I also noticed that I got sick in other cars, too. These people didn’t drive like they were an hour late for the most important event in their lives, but normally. It took me a while to figure out that in all of these instances where the driver wasn’t racing, I was looking at my phone. If I didn’t look at my phone, I didn’t get sick.
This was only reinforced when I met my wife in 2020. Now, I love my life so very much. But she readily admits that she’s not a great driver. When I met her, I noticed that she didn’t give a constant throttle, but pulses the throttle by repeatedly pushing and then letting go of the pedal. Most times she braked also felt like panic stops. Add it all up and, if I looked at my phone, boom, I got violently ill.

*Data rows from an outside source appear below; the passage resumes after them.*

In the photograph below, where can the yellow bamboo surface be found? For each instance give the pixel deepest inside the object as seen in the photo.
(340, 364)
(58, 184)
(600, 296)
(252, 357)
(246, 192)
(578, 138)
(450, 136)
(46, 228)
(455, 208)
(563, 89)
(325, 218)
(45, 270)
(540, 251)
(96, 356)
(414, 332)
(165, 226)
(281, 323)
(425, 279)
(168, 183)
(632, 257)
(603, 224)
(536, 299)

Weirdly, this didn’t happen when Sheryl owned her BMW E39, and I chalk that up to the BMW being so smooth that even rough driving feels a lot less chaotic. As for those years I went without getting sick? I realized that, back then, I was almost always the driver, and phones weren’t as deeply rooted in society yet.

Still, I used to feel deeply embarrassed about this. How can a car enthusiast get sick so easily when riding in a car?
I would later find out that I am not alone. There are other people like me who get sick in cars when they are not the driver. There’s even a whole phenomenon of people who apparently get sick when they’re passengers in certain EVs. Humans are weird! In a way, this Autopian Asks is really just a way for me to tell you that you are not alone.
Of course, there are a lot of ways to get sick in a car. Maybe you get tired because of the fumes from the exhaust leak you haven’t fixed. Or, maybe you feel “high” from that leaky gas tank. Or, even perhaps you somehow catch a cold when you drive.
I want to know. Are there some weird ways cars have made you sick? Is there something that you just cannot do in a car or else you’ll get sick?









Our family’s 1976 VW Microbus developed a fair oil leak on one interstate road trip holiday, and the heater vent below the middle row of seats was slowly pumping oily fumes into the interior. It wasn’t until we had to stop a couple of times for one of my brothers to blow chunks that we realised something was wrong, and eventually unbolted the vent and jammed rags into the hole in the floor to keep the fumes out.
Is this article actually a reference to staff members blowing puke out of the windows of that Korean Aztec looking thing that Adian absolutely adores with all of his blackened heart?????